L'annonce a été qualifiée d'"historique" par le président ukrainien Volodymyr Zelensky tandis que l'ancien dirigeant russe, Dmitri Medvedev, l'a comparée à "du papier toilette". Vendredi, en fin d'après-midi, la Cour pénale internationale (CPI) a émis un mandat d'arrêt à l'encontre de Vladimir Poutine, présumé responsable du "crime de guerre de déportation illégale de population (enfants) et de transfert illégal de population (enfants) des zones occupées d'Ukraine vers la Fédération de Russie". À l'origine de cette guerre en Ukraine, qui sévit depuis plus d'un an désormais, le maître du Kremlin est donc désormais dans le collimateur de la plus haute juridiction pénale internationale.

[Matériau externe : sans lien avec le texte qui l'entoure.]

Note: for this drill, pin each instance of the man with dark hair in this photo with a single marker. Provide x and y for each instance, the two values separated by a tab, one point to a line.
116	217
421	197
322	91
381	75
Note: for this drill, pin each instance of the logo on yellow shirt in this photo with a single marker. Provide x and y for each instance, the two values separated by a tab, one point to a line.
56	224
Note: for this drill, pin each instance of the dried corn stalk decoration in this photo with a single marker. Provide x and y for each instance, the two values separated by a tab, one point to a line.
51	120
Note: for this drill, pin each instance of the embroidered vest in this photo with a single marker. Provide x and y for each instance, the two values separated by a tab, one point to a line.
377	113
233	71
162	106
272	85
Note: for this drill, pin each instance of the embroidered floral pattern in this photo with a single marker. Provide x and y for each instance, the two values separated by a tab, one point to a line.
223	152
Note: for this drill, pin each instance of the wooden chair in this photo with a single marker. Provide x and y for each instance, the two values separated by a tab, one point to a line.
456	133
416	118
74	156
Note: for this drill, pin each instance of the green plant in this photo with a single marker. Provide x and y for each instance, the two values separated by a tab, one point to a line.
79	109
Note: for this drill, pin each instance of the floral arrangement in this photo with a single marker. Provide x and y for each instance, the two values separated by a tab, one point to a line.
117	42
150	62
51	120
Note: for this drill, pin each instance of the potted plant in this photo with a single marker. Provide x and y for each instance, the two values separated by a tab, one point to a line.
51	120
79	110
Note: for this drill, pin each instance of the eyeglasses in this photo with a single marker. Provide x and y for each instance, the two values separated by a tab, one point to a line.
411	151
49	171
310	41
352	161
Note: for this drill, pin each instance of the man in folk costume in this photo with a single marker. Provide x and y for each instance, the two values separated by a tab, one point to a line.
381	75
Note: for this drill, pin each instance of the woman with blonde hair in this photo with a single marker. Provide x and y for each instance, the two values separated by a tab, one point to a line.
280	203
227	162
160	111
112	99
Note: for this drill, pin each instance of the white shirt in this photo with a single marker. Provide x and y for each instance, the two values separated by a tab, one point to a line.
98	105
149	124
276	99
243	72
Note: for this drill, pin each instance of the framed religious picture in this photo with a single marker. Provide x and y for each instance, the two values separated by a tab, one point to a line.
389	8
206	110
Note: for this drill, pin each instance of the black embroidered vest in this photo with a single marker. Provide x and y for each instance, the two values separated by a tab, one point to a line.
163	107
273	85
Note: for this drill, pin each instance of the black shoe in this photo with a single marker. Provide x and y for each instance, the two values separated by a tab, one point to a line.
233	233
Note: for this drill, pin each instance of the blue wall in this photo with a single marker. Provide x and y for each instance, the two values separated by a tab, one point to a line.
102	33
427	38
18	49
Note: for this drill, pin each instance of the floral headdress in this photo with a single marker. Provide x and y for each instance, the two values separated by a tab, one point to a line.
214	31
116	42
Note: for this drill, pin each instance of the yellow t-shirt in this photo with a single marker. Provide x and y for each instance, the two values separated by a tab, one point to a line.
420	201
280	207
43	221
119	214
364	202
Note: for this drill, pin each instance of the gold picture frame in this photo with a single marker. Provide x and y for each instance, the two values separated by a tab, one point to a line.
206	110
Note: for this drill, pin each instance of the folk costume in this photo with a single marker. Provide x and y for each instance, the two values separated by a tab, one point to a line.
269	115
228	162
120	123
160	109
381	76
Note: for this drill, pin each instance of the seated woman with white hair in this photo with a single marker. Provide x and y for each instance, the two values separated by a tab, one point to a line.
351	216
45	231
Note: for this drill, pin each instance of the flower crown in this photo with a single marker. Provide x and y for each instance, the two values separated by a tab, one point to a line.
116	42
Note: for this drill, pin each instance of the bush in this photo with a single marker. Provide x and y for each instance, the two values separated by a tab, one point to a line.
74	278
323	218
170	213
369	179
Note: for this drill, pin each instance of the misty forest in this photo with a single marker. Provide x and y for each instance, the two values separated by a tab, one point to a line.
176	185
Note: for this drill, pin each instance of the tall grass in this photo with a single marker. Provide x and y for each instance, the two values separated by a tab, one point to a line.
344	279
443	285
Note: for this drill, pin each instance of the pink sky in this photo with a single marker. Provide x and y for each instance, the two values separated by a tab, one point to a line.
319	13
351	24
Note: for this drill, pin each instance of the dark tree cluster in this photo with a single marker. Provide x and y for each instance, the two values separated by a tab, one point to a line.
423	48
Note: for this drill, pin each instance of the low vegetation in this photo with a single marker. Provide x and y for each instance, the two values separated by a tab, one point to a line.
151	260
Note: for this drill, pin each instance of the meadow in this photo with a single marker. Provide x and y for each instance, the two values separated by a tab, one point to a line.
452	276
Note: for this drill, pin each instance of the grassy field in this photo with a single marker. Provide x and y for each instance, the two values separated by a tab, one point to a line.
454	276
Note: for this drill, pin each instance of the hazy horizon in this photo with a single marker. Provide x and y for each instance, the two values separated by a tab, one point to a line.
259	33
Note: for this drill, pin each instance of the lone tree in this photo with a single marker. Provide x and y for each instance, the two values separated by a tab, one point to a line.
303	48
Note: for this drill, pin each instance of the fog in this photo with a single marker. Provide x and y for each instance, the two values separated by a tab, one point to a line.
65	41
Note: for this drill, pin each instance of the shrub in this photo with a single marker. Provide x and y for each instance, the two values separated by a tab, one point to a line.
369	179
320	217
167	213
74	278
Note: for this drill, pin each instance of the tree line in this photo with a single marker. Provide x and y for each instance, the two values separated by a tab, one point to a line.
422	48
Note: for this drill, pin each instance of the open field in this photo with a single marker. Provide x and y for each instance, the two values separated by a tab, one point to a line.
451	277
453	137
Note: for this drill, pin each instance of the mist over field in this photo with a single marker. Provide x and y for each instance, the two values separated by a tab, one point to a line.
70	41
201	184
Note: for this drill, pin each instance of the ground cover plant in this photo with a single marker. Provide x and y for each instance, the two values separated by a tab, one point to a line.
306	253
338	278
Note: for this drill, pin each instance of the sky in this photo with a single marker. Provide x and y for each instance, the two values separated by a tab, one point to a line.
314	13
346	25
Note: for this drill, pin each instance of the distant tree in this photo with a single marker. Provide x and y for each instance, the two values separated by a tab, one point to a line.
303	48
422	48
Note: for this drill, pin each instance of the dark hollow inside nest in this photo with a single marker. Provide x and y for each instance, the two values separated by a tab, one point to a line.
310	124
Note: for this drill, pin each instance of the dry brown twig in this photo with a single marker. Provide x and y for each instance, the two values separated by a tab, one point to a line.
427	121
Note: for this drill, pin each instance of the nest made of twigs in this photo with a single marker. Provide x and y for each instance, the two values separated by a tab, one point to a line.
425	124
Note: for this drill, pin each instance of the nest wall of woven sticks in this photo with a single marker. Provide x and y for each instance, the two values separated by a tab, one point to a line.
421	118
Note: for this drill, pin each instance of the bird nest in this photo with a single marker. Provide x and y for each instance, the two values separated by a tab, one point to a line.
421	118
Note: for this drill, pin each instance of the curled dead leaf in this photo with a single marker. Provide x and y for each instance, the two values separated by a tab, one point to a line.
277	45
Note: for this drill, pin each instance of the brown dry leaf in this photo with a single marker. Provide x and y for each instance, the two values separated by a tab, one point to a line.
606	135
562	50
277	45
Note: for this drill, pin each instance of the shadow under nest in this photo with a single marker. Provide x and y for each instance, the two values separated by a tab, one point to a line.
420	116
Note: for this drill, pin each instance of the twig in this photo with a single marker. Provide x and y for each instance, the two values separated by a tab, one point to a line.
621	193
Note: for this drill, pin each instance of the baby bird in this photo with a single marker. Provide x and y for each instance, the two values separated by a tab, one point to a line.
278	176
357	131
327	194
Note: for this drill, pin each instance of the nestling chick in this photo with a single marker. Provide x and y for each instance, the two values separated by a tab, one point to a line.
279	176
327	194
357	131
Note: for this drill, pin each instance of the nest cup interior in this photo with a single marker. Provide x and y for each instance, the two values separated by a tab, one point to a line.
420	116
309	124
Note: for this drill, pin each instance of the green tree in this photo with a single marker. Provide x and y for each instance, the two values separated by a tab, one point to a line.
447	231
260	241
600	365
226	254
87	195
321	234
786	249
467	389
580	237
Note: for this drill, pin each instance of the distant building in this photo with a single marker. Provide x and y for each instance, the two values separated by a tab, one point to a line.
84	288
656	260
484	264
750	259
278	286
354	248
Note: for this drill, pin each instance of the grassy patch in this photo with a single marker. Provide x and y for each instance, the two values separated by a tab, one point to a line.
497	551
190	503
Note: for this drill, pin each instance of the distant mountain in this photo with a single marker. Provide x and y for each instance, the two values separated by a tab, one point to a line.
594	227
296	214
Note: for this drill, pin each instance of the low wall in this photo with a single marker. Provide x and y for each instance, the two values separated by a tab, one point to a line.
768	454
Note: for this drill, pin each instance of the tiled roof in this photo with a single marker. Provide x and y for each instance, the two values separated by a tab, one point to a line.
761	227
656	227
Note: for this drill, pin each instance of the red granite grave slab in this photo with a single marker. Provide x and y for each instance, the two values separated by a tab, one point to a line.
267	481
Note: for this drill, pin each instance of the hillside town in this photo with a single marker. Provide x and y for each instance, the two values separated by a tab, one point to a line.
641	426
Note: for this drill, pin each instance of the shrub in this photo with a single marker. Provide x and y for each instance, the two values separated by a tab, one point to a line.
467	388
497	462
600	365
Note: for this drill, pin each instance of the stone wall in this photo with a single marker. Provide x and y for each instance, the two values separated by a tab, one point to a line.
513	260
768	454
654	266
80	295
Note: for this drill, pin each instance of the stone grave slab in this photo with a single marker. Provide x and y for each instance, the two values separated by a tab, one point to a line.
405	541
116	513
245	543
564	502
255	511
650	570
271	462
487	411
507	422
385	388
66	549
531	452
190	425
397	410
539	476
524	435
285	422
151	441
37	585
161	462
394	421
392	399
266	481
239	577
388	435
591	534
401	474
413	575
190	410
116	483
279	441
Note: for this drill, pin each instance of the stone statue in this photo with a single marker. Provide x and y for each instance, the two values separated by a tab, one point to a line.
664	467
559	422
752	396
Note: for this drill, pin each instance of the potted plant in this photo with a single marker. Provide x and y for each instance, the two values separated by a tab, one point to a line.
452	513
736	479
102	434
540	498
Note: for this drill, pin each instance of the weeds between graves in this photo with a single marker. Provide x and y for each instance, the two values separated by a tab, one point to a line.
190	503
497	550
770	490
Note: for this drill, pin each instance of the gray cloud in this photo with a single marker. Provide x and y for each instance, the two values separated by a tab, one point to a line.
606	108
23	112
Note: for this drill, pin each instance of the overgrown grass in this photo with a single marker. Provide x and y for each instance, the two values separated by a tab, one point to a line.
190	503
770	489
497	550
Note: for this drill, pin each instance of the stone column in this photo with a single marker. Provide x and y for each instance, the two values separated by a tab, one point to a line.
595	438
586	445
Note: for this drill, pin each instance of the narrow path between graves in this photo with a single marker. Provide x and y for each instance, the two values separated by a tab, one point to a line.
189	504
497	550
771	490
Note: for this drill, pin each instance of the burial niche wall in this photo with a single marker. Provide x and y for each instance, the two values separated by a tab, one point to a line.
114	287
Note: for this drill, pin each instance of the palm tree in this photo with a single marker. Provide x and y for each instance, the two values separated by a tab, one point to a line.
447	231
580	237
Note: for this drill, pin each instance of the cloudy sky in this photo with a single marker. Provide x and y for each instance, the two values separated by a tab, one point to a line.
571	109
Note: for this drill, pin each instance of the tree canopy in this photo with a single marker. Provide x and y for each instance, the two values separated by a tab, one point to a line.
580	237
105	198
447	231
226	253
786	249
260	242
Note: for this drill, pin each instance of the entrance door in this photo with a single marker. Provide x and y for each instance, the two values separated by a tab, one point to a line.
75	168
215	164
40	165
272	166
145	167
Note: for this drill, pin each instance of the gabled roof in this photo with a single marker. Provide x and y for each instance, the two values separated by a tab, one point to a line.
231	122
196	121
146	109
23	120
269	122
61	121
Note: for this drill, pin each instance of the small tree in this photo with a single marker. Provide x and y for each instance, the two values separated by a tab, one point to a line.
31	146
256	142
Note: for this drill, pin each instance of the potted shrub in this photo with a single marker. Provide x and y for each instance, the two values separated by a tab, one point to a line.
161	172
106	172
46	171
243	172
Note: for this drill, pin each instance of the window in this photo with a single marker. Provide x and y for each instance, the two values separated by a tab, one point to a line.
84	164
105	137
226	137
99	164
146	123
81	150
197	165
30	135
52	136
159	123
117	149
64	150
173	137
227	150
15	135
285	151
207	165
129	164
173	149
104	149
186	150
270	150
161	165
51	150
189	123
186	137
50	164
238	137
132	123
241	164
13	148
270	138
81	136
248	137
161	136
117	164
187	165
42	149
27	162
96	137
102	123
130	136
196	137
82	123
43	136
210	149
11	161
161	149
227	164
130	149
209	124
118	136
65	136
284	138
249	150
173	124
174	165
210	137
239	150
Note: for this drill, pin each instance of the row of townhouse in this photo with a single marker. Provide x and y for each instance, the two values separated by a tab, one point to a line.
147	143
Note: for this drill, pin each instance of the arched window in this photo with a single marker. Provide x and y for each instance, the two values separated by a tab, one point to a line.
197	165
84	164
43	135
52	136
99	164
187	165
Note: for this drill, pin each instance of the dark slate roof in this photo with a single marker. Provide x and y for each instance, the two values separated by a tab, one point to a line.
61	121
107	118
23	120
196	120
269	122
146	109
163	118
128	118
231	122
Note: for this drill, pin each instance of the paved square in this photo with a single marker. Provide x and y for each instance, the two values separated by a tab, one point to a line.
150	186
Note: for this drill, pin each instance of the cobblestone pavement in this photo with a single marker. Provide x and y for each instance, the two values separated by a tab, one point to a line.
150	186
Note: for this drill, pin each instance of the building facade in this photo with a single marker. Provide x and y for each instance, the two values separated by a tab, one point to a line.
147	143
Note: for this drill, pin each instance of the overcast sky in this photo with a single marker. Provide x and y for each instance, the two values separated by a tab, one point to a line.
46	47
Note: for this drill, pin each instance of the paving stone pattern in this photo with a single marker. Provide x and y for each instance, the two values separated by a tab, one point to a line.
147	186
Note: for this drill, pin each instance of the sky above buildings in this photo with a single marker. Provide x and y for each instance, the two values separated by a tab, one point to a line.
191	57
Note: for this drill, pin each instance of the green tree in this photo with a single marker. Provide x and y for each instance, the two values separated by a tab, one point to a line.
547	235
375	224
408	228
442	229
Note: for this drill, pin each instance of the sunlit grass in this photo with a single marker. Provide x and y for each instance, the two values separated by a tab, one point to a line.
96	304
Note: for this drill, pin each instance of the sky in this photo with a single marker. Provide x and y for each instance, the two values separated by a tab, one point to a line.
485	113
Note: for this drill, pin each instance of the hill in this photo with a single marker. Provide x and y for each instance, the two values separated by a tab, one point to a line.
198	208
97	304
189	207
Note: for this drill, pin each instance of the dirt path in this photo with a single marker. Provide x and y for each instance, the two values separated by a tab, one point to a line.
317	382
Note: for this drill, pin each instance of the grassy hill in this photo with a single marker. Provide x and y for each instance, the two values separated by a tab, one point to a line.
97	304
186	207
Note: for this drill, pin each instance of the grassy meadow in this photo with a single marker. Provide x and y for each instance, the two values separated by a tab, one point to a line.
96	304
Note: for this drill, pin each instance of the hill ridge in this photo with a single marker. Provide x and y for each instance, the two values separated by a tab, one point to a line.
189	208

Une compétence qui ne peut s'exercer dans tous les pays du monde
Concrètement, cette Cour, basée à La Haye aux Pays-Bas, est la seule habilitée à juger les auteurs de crimes internationaux. Créée lors de la Convention de Rome du 17 juillet 1998 avant son entrée en vigueur le 1er juillet 2002, elle se compose de 123 États, dont la France, mais sa compétence ne peut s'exercer partout dans le monde. La CPI peut simplement traiter les crimes commis par des ressortissants ou sur le territoire des États parties, ce qui n'est pas le cas de la Russie, ou bien des États non membres de la Cour mais qui reconnaissent sa compétence, ce qui est, en revanche, le cas de l'Ukraine. Les États parties sont de leur côté en charge de l'élection des 18 juges qui y siègent pour un mandat de neuf ans.
Dans le détail, la CPI se prononce dans les cas de génocide, de crimes contre l'humanité, de crimes de guerre ou de crimes d'agression. En théorie, elle ne peut se substituer à un État pour rendre justice mais peut intervenir dans le cas où ce dernier n'aurait pas été en mesure de le faire. Et peut donc émettre des mandats d'arrêt à l'encontre de dirigeants soupçonnés de s'être rendus coupables d'un ou plusieurs faits mentionnés plus haut. "Un mandat d’arrêt international est un mandat en vue d’arrêter l’individu et de le conduire devant la juridiction qui a réclamé ce mandat d’arrêt. L’immunité acceptée aux chefs d’État traditionnellement dans leur pays n’existe plus ici", a indiqué l'avocat William Julié, spécialiste du droit international, dans les colonnes du Parisien.
Poutine ne risque pas grand-chose dans l'immédiat
Par le passé, l'ancien chef de guerre serbe Ratko Mladic a lui aussi fait l'objet d'un mandat d'arrêt qui l'a conduit à comparaître devant le Tribunal pénal international pour l'ex-Yougoslavie (TPIY). Surnommé "le boucher des Balkans", il était accusé de génocide pour le massacre de Srebrenica en 1995 ayant coûté la vie à 8.000 musulmans en Bosnie. Sa condamnation à la prison à perpétuité a été confirmée en juin 2021. Mais s'agissant de Vladimir Poutine, l'issue pourrait être un peu différente, la Russie ne reconnaissant pas la compétence de la CPI sur son territoire. Par ailleurs, l'instance internationale ne dispose d'aucune force d'exécution capable de faire appliquer les mandats d'arrêt qu'elle délivre.
Par conséquent, à l'instant T, il est bien difficile d'imaginer le président russe être traduit devant la justice internationale à court terme, d'autant plus s'il ne s'aventure pas dans un pays membre de la CPI. Si tel était le cas, en revanche, le pays en question aurait l'obligation de procéder à son arrestation.